Важно лишь отсечь лишние детали. И не разбрасываться.
Девушка в майке с надписью WMC – ложь. Если ты увидишь её за пределами центрального парка – это тоже ложь, и не верь никому, кто утверждает что видел её в иных местах. Разве только в лесу за центральным парком нашего города.
В этом дендрарии каждую весну, когда сходит снег, милиционеры находят десятки трупов – задушенных, зарезанных, изнасилованных, ограбленных.

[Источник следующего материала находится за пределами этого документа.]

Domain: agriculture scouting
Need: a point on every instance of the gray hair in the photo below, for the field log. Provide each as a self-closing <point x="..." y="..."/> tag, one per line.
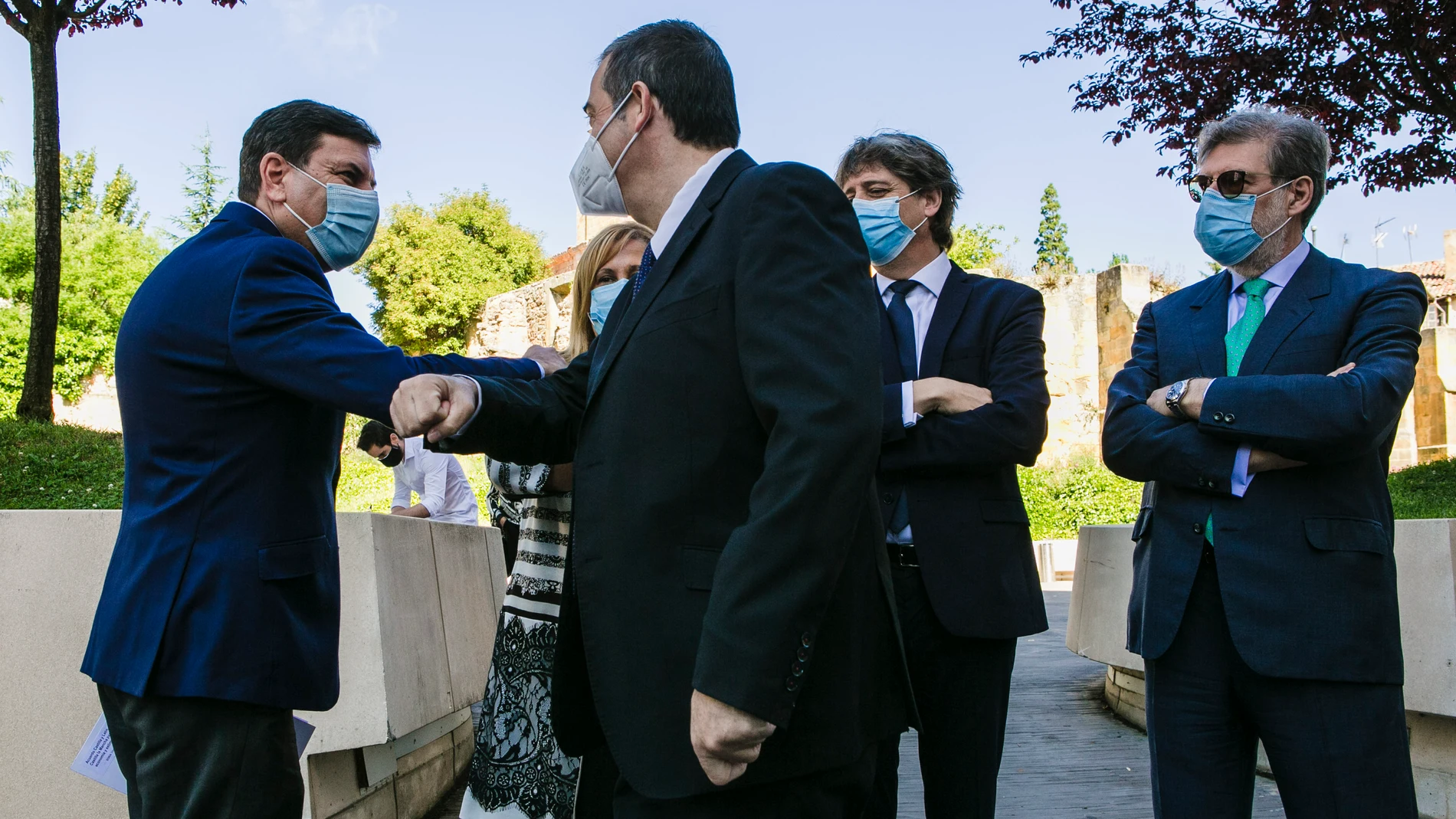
<point x="1297" y="146"/>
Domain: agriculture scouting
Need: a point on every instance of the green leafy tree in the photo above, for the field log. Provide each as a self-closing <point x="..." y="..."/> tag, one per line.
<point x="433" y="270"/>
<point x="977" y="246"/>
<point x="1051" y="234"/>
<point x="204" y="189"/>
<point x="103" y="259"/>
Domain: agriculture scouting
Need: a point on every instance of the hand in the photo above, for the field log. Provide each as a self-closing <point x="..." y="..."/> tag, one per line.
<point x="549" y="359"/>
<point x="724" y="738"/>
<point x="946" y="396"/>
<point x="436" y="406"/>
<point x="1192" y="402"/>
<point x="1263" y="461"/>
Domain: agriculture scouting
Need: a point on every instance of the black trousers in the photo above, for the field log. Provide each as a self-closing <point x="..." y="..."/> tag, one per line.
<point x="838" y="793"/>
<point x="961" y="687"/>
<point x="1339" y="749"/>
<point x="195" y="758"/>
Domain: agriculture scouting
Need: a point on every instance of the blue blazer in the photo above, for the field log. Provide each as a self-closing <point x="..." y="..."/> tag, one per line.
<point x="234" y="369"/>
<point x="1305" y="558"/>
<point x="970" y="526"/>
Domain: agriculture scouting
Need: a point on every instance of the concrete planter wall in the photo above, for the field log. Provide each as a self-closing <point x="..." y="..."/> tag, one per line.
<point x="420" y="603"/>
<point x="1426" y="560"/>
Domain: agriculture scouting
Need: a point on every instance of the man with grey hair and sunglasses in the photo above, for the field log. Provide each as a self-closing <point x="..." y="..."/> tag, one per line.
<point x="1263" y="403"/>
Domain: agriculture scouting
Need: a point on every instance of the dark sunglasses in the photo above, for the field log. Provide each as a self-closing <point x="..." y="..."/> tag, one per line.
<point x="1229" y="184"/>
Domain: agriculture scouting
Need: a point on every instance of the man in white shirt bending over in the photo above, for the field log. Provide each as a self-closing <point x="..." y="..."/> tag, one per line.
<point x="444" y="492"/>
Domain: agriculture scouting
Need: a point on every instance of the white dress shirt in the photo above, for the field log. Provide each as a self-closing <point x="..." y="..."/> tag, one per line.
<point x="1277" y="277"/>
<point x="440" y="483"/>
<point x="684" y="201"/>
<point x="920" y="301"/>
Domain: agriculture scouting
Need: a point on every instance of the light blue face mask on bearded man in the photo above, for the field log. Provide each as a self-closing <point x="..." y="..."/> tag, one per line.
<point x="349" y="224"/>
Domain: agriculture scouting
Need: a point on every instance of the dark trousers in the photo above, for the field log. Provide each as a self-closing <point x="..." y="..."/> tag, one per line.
<point x="1339" y="749"/>
<point x="838" y="793"/>
<point x="961" y="687"/>
<point x="195" y="758"/>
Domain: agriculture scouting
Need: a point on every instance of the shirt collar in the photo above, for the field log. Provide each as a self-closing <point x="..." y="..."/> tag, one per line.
<point x="1281" y="271"/>
<point x="931" y="275"/>
<point x="684" y="201"/>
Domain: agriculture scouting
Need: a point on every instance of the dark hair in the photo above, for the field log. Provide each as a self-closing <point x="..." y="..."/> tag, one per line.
<point x="294" y="129"/>
<point x="375" y="434"/>
<point x="686" y="70"/>
<point x="919" y="163"/>
<point x="1297" y="146"/>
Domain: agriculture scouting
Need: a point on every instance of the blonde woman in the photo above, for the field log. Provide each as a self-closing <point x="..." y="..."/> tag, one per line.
<point x="517" y="770"/>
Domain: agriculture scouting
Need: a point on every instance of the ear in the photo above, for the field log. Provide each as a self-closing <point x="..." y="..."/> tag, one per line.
<point x="273" y="169"/>
<point x="932" y="202"/>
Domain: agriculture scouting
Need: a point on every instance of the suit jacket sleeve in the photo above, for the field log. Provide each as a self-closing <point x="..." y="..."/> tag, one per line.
<point x="286" y="330"/>
<point x="1140" y="444"/>
<point x="1323" y="419"/>
<point x="1011" y="430"/>
<point x="807" y="335"/>
<point x="527" y="422"/>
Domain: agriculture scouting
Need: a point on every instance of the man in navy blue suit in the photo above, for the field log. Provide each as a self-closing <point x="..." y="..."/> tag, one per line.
<point x="234" y="367"/>
<point x="964" y="402"/>
<point x="1264" y="403"/>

Но они не имеют ничего общего с жертвами  «WMC-вируса», как его обозначили в Интернете.
Собираюсь с мыслями, перехожу дорогу. На столбе танцует зеленый человечек, говорит о том, что можно идти. Несколько машин стоят вровень с крайней линией зебры, я прохожу перед ними, и оказываюсь на дорожке, ведущей через аллею к парку.
Если дать вправо, то можно обнаружить старые ступеньки, но я иду по натоптанным дорогам между деревцами, смотрю по сторонам, и, конечно же, стараюсь отсекать лишнее.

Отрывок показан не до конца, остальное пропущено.